The research for this spice rack favorite is also young, but intriguing. A small study of 69 adults with type 2 diabetes compared blood sugar levels in participants who took a daily dose of cinnamon with those of participants who took a daily placebo; the average blood sugar level dropped for those consuming the cinnamon, and dropped more for those taking a higher dose of cinnamon. While more research is needed to say how much cinnamon is ideal, consuming a little extra throughout the day—added to yogurt, a latte, a smoothie, a bowl of oatmeal—certainly can't hurt.  

Cocktails—Drink Wisely!
The good news: Happy hour is not off-limits! But alcohol can affect blood sugar in different ways than other carbs or sugars do. Anyone taking insulin or medicines that cause low blood sugar should ask their diabetes care provider about how her cocktail of choice could affect her health. Otherwise, follow the American Cancer Society's and American Heart Association's standards—one drink a day for women and up to two drinks for guys. And don't forget, liquid calories count, too. 

Salt—Be Wary! 
In general, less is more when it comes to sodium for diabetes, as too much sodium is linked to high blood pressure, high cholesterol, and heart disease. But it's a controversial topic because just how much less is still unclear: The Centers for Disease Control and Prevention recommends adults consume no more than 2,300 mg of salt a day—and no more than 1,500 mg per day for people with diabetes. Yet the ADA recommends no more than 2,300 mg per day unless you have hypertension, in which case you should talk to your doctor. Whichever guideline you're following, ease up on the saltshaker and pick fresh, unpackaged whole foods when possible.
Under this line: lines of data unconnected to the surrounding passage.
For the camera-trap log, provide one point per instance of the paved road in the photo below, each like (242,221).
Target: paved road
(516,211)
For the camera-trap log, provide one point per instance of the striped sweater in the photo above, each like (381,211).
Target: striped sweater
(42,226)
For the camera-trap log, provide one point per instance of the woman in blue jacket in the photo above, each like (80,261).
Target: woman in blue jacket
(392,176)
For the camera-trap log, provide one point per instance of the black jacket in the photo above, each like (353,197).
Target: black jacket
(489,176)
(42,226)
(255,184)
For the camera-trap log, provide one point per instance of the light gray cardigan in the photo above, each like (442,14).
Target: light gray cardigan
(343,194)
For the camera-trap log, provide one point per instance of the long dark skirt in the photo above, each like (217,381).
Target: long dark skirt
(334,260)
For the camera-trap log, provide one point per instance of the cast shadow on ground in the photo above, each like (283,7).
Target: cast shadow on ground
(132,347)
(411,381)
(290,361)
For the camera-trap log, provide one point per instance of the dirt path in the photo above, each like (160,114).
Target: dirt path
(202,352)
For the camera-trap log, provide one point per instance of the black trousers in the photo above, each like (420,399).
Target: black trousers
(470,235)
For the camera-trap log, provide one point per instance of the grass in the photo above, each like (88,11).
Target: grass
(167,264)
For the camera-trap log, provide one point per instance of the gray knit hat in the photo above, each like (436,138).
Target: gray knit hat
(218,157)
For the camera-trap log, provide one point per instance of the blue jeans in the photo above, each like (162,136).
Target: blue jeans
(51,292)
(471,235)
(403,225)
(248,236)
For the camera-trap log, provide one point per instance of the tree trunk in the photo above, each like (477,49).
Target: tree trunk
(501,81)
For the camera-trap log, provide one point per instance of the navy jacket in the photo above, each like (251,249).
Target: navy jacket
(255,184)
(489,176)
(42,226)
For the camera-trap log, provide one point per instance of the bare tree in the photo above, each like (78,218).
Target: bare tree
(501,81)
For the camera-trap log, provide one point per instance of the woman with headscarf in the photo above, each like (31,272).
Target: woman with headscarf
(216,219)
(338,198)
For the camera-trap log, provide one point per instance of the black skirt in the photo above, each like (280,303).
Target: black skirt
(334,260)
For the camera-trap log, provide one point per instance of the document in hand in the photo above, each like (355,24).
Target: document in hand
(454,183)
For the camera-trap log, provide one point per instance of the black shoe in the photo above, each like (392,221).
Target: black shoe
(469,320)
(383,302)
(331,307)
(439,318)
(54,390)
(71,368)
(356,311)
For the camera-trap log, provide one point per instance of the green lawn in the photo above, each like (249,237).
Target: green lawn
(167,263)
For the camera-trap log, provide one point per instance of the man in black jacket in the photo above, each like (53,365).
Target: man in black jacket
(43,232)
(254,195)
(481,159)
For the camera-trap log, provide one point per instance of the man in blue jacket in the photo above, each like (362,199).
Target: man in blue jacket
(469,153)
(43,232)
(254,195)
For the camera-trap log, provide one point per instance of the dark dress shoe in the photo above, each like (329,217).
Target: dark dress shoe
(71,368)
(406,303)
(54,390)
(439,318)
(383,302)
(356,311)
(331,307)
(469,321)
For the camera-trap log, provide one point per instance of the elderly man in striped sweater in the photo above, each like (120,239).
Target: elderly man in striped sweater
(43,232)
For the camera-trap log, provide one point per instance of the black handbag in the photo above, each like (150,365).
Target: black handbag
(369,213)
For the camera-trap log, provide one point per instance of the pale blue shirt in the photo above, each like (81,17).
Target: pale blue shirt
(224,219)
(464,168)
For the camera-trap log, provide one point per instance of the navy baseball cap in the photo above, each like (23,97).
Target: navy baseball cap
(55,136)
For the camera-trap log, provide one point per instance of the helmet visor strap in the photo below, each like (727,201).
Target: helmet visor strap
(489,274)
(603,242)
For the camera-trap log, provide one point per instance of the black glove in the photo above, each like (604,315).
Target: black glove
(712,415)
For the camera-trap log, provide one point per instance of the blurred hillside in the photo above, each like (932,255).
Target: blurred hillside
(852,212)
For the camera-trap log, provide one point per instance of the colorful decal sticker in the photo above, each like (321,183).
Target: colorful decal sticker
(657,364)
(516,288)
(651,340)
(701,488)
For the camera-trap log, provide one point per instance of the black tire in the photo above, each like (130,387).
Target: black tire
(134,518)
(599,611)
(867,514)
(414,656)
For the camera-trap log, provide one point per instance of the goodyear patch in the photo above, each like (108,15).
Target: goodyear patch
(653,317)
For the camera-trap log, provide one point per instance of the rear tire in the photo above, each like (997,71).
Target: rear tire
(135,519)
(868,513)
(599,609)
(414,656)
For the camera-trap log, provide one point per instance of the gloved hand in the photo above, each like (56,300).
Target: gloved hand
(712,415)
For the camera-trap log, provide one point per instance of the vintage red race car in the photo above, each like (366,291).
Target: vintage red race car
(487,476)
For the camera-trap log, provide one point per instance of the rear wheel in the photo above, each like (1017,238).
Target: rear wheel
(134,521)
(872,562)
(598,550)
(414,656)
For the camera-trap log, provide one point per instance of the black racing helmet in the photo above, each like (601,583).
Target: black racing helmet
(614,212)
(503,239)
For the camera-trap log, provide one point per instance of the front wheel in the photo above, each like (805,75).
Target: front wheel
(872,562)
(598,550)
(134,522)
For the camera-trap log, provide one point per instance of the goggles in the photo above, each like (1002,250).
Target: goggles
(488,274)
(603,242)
Jellies, Jams, Preserves, and Fruit Juices—Skip!
Don't be fooled by any of these labeled "all natural," "real fruit," or "organic." Jellies, jams, preserves, and fruit juices are usually chock-full of extra sugars, carbs, and calories with few or no nutrients. Plus, fiber is generally negligible, so these carbs can quickly send blood sugar levels through the roof. Pick whole fruits over these imposters, as they're typically more nutrient-packed and higher in fiber, which sends a "full" signal to your brain and slows how fast the broken-down sugars get to the blood.